Strings

From foldr
Jump to: navigation, search

This page lists some notes about what the interface of a string type should be. Unicode is very complex. It would be foolish to think that strings can offer a simple interface to Unicode, such as an array of characters.

Terminology

A string is a bunch of text. Strings are not sequences. The term "character" is often used, despite it not being well-defined, and should be avoided.

Encoding

The way strings are encoded in memory should not influence its interface, although it may be configurable by the programmer for performance reasons. While strings are not sequences themselves, sequences can be extracted from them. These sequences can be implemented lazily or eagerly, and can be iterated over.
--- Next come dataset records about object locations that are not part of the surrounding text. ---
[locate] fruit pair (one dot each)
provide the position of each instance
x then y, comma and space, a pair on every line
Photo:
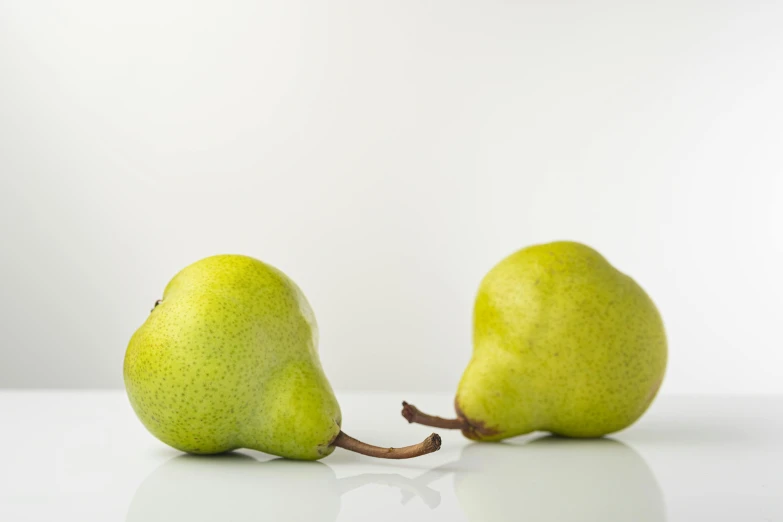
228, 358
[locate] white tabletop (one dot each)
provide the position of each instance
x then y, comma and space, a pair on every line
84, 456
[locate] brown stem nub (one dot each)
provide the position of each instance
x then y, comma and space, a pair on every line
428, 445
412, 414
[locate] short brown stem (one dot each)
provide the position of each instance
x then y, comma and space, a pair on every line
430, 444
412, 414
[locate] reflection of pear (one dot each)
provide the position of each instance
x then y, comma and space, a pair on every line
559, 480
237, 487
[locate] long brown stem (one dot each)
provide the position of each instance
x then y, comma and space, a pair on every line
428, 445
412, 414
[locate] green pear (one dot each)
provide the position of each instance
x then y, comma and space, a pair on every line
228, 359
563, 343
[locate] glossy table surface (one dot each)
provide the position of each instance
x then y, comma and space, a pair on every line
84, 456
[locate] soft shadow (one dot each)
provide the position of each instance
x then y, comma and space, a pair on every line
238, 487
556, 479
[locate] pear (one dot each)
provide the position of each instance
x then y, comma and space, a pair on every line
563, 343
228, 359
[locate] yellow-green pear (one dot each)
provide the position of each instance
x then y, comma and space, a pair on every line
563, 343
228, 359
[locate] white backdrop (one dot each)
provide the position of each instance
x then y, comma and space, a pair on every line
385, 155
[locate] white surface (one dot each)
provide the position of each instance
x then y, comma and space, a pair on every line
385, 155
83, 456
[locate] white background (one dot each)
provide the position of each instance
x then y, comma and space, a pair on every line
385, 155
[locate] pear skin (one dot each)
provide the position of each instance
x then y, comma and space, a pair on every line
563, 343
228, 359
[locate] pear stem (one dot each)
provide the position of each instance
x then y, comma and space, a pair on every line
428, 445
413, 414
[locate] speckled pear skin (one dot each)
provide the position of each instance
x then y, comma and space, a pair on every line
228, 359
564, 343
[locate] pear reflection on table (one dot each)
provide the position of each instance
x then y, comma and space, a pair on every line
556, 479
237, 487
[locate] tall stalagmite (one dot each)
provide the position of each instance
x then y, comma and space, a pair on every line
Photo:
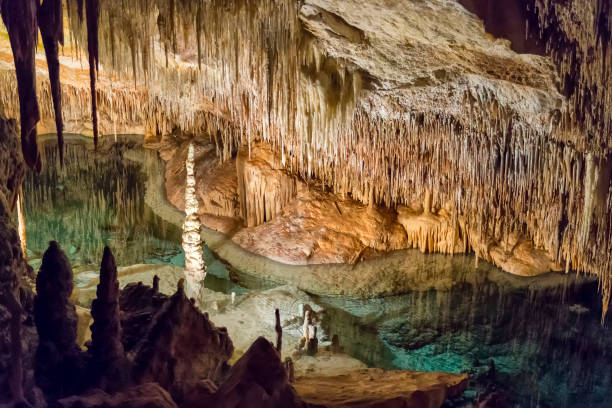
18, 337
51, 23
195, 268
58, 359
108, 364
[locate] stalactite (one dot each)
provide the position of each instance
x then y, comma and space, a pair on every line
20, 19
92, 10
195, 268
21, 224
51, 23
264, 79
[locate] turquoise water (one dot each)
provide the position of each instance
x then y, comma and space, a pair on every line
97, 199
536, 342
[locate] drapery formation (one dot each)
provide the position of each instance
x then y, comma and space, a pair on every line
242, 71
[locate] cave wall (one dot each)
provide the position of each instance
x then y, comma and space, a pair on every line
384, 103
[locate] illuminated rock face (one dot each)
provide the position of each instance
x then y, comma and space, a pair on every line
384, 102
195, 269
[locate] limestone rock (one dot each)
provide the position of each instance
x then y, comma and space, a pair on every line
216, 182
59, 361
108, 364
18, 336
149, 395
258, 380
378, 388
264, 186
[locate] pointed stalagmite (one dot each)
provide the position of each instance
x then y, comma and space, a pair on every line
92, 11
51, 23
20, 19
58, 359
195, 268
108, 364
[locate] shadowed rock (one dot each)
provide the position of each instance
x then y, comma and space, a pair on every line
58, 358
259, 380
108, 365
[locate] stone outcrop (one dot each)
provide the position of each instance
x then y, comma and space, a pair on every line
264, 186
258, 380
108, 363
59, 363
382, 389
180, 347
18, 336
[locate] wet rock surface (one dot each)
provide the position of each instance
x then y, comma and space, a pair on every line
18, 335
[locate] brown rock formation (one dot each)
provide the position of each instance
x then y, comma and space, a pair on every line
180, 347
258, 379
18, 337
59, 364
382, 389
108, 364
264, 186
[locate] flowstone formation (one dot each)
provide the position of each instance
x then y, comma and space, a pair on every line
59, 364
388, 103
108, 363
18, 336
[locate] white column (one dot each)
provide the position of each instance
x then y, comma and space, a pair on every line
195, 269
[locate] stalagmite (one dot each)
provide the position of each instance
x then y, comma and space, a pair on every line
108, 363
51, 23
21, 225
279, 331
92, 11
195, 268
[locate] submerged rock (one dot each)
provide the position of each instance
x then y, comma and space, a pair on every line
180, 346
18, 337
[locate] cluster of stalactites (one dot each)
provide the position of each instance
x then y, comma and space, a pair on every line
23, 19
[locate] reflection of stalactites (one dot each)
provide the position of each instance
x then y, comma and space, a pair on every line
20, 20
195, 268
50, 21
21, 221
92, 11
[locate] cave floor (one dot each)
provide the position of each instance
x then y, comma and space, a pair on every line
538, 340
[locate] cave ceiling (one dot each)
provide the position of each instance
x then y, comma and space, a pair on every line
503, 113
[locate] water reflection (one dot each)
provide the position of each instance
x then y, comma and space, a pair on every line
97, 199
539, 341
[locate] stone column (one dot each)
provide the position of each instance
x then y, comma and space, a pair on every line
195, 268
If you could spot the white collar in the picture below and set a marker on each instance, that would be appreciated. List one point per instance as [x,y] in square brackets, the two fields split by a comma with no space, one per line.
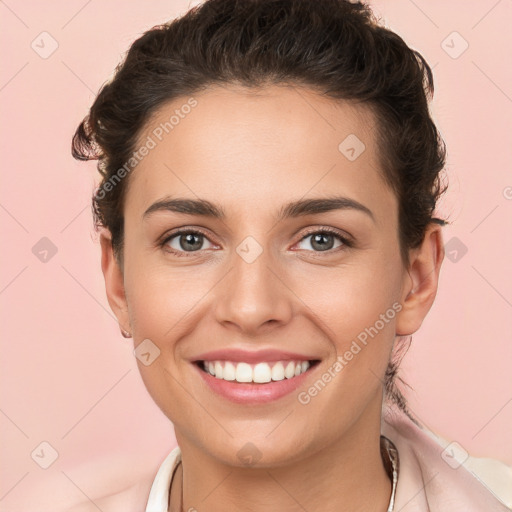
[158,500]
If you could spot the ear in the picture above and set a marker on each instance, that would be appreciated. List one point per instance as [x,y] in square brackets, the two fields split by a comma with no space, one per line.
[420,282]
[114,281]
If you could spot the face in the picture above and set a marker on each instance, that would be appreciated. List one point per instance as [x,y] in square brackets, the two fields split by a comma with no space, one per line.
[268,272]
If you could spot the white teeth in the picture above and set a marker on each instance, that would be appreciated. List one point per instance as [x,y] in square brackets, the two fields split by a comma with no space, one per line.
[243,372]
[289,371]
[229,371]
[278,371]
[259,373]
[262,373]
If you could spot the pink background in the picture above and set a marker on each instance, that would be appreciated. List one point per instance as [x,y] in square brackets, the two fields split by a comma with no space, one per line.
[70,379]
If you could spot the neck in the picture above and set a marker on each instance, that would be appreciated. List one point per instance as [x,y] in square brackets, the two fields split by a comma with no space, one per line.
[347,475]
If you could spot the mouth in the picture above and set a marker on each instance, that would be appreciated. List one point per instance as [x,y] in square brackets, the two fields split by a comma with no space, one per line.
[255,383]
[256,373]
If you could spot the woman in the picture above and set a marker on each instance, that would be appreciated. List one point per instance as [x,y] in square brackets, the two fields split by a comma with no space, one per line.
[270,175]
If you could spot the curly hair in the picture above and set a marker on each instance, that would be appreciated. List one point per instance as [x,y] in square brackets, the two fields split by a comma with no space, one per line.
[336,48]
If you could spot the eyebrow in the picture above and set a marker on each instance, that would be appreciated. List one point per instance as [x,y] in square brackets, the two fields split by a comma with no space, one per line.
[294,209]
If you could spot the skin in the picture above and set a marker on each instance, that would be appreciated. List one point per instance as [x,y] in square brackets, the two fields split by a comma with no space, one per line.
[251,152]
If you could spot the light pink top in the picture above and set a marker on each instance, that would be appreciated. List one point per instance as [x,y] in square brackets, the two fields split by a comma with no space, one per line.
[431,474]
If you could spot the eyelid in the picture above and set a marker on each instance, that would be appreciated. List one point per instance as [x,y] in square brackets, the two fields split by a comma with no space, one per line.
[345,238]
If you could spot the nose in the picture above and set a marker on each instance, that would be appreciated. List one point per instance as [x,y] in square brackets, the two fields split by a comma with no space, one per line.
[253,297]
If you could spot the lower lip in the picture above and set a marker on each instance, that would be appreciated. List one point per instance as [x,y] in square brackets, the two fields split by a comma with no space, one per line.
[252,392]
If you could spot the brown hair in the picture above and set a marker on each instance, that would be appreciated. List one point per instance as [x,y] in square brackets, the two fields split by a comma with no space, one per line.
[335,47]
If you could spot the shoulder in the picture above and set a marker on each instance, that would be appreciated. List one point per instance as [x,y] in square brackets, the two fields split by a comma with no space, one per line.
[110,484]
[438,475]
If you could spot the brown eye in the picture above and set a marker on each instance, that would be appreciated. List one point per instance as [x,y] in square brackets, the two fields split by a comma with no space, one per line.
[185,241]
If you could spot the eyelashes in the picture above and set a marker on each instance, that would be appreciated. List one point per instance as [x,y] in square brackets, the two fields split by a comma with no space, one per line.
[178,237]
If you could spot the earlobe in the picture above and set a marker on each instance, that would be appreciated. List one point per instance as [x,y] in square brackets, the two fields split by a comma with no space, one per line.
[114,280]
[421,281]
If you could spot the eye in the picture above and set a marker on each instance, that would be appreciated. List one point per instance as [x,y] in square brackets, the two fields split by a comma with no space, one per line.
[185,241]
[324,239]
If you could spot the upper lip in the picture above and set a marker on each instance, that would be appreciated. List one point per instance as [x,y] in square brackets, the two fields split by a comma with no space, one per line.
[249,356]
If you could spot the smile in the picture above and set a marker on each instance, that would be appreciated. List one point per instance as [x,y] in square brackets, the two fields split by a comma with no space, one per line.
[259,373]
[262,382]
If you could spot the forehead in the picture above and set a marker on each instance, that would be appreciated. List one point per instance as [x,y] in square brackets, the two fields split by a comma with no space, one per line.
[243,145]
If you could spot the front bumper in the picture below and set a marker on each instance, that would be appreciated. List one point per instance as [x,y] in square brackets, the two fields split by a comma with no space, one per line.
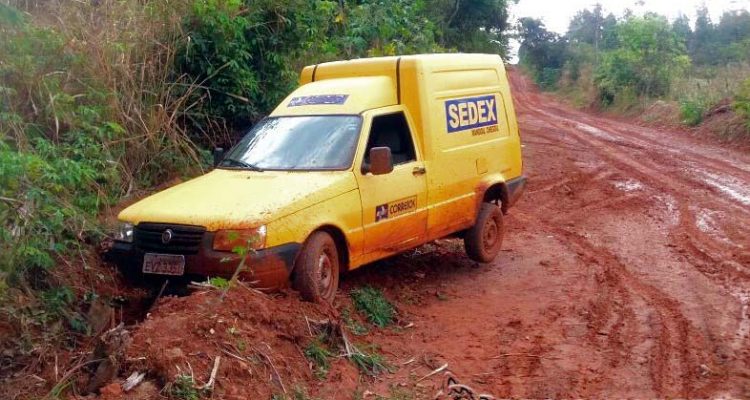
[267,268]
[515,188]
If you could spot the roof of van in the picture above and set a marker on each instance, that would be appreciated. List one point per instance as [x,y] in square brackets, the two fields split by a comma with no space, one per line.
[354,86]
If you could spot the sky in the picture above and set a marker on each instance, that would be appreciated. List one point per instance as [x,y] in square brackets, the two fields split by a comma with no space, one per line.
[556,14]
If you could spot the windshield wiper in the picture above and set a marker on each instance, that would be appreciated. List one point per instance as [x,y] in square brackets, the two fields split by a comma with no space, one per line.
[238,163]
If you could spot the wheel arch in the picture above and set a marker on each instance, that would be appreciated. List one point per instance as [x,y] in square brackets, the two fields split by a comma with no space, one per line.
[497,192]
[342,245]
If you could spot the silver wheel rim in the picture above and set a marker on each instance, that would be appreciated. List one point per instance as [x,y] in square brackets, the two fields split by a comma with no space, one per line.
[490,234]
[325,274]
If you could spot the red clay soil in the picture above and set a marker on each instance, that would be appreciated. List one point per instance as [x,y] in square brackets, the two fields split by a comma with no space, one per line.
[625,274]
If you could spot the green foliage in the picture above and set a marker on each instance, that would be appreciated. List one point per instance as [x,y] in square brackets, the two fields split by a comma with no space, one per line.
[317,352]
[471,25]
[219,282]
[648,58]
[542,52]
[54,172]
[691,112]
[373,304]
[369,362]
[184,388]
[352,323]
[742,102]
[245,56]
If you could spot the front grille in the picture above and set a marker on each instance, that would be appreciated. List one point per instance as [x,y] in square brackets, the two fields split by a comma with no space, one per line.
[186,239]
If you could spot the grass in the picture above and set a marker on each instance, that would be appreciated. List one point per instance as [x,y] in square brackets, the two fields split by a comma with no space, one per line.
[369,362]
[374,306]
[317,352]
[354,326]
[184,388]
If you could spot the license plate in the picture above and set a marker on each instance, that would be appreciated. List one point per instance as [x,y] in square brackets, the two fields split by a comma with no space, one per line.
[163,264]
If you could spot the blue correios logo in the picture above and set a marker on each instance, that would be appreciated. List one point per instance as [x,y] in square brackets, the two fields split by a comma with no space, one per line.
[470,113]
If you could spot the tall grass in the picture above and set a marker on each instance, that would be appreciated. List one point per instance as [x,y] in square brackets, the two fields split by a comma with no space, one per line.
[90,111]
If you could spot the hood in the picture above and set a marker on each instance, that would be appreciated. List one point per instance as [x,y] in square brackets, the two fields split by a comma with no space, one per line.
[232,199]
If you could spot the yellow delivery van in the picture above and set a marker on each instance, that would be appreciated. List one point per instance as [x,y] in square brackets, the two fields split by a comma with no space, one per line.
[366,159]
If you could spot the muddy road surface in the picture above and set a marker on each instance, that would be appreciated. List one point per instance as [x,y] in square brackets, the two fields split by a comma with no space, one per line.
[626,271]
[625,274]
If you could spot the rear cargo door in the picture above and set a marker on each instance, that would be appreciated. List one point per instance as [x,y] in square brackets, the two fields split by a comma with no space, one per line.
[394,204]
Some examples of sequences would be: lists of code points, lists of graphemes, lists of UTF-8 code units.

Summary

A reference interface is shown below.

module Code_point : sig
  type t
  val from_int : int -> t option (* not all ints are valid code points *)
  val to_int   : t -> int
end = struct (* … *) end

module Grapheme : sig (* … *) end = struct (* … *) end

module String : sig
  type t
  val encode_utf8  : t -> byte list
  val encode_utf16 : t -> short list
  val code_points  : t -> Code_point.t list
  val graphemes    : t -> Grapheme.t list
  (* … *)
end = struct (* … *) end